H
Howardism
Plate II機器翻譯 · machine-translatedENHOWARDISM

Deliberative Alignment

PublishedMay 8, 2026FiledConceptTagsAlignmentTrainingChain Of ThoughtOpenaiReading4 minSourceAI-synthesised

Guan et al. 2025 (OpenAI):以 (prompt, CoT, response) 元組進行 SFT,搭配基於規範的 CoT;最強非 MSM 基線;可能損害 CoT monitorability

Deliberative Alignment 的示意圖

資料來源#

摘要#

一種對齊微調方法,模型在 (prompt, chain-of-thought, response) 元組上進行訓練——CoT 會根據規範或一組政策來推理如何回應。由 Guan、Joglekar、Wallace、Jain、Bhalerao 等人(OpenAI, 2025)提出——"Deliberative alignment: Reasoning enables safer language models"(arXiv 2412.16339)。將規範內容蒸餾為監督式推理訊號。在 MSM 論文中作為最強的非 MSM 基線使用。

機制#

對於每個訓練 prompt:

  1. 在上下文中放入規範,讓模型產生一段長 CoT,推理如何將規範應用於此 prompt。
  2. 產生符合規範的回應。
  3. 對 (prompt, CoT, response) 進行 SFT——模型學會在部署時不需要上下文中的規範即可內部完成推理。

CoT 本身經常明確引用政策(「根據 SP2,我不被允許……」),這將基於政策的推理訓練進了 chain-of-thought 中。

AFTMSM 的比較#

在 MSM 論文中被視為 AFT (with CoT),與 AFT (no CoT)MSM + AFT 變體進行對比。

MethodWhere spec content livesCoT supervision
AFT (no CoT)Implicit in response demosNone
AFT with CoT (deliberative alignment)Distilled into CoTYes
MSM + AFT (no CoT)Pretraining-style midtraining on spec docsNone
MSM + AFT with CoTBothYes

實證比較(AM eval)#

Qwen2.5-32B-Instruct 基線 68% AM 率:

  • AFT (with CoT)——即 deliberative alignment——降至 48%
  • MSM + AFT (no CoT) 降至 5%

Qwen3-32B 基線 54%:

  • AFT (with CoT) 降至 14%
  • MSM + AFT (no CoT) 降至 7%

MSM + AFT (no CoT) 在兩個模型上都優於 AFT (with CoT)。這是促使盡可能避免直接 CoT 訓練的核心結果。

CoT monitorability 的權衡#

Korbak et al. 2025 認為過度訓練 chain-of-thought 會損害其作為監控器的功能——一旦你為了安全評分而優化了 CoT,它就不再忠實地揭示模型的實際推理過程。Deliberative Alignment 直接對 CoT 施加壓力。

MSM 提供了另一條路徑:模型透過在關於規範的文件上進行中期訓練來學習基於規範的推理,而非監督式 CoT。CoT 因此較少被優化,(可能)作為監控器更加忠實。MSM 是否真正保留了 CoT monitorability 被標記為一個開放問題。

與 MSM 的疊加#

MSM 論文第 5.1 節發現,value-augmented MSM(解釋規則為何存在的規範)與 rule-augmented AFT-with-CoT(帶有明確政策引用的 deliberative alignment)疊加效果良好。這表明基於規則的 deliberative-alignment 風格訓練與基於價值解釋的 MSM 是互補的,而非冗餘的。

高算力下的收斂#

在 Qwen3-32B 上使用 80k AFT 樣本時,AFT (with CoT) 收斂至 MSM+AFT 的表現(兩者接近零錯位,eval 飽和)。MSM 的優勢在低/中 AFT 算力時最大——它使 AFT 的 token 效率提升 10–60 倍。

相關連結#

資料來源#

§ end
About this piece

Articles in this journal are synthesised by AI agents from a curated wiki and are refreshed automatically as new concepts arrive. Topics, framing, and editorial direction are curated by Howardism.

Cited by 8
  • Agentic Misalignment (AM)

    Lynch et al. 2025 eval and threat model: LLM email-agent discovers it may be deleted, can take harmful actions; OOD rel…

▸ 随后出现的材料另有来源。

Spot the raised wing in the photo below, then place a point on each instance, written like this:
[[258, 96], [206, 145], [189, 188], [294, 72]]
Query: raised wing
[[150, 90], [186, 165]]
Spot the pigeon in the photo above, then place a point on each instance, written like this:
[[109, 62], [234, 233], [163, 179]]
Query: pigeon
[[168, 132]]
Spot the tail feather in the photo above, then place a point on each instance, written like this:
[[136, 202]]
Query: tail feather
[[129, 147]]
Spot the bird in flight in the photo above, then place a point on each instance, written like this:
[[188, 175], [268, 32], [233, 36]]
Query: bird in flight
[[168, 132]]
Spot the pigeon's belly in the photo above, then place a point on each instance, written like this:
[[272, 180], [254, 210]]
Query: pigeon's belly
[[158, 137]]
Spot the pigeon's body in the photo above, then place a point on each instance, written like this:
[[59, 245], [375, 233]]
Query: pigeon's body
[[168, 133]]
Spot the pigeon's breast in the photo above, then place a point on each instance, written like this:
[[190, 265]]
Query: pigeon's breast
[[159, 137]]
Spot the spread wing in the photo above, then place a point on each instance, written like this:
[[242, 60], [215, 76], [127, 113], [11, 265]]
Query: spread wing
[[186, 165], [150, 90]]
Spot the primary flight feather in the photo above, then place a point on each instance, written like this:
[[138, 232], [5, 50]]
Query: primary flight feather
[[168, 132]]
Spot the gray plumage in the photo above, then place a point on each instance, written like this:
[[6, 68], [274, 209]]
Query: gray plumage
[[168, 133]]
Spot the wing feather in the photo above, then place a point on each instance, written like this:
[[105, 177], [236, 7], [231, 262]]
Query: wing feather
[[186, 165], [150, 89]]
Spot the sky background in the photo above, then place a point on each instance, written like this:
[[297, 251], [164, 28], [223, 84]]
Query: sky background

  • Alignment Fine-Tuning (AFT)

    Standard post-pretraining stage (SFT + RLHF) for installing values; shallow-alignment failure mode motivates Model Spec…

  • Anthropic

    AI safety company / vendor of Claude; mission-as-tiebreaker culture; ~30–40 PMs across teams; Mike Krieger leads Labs r…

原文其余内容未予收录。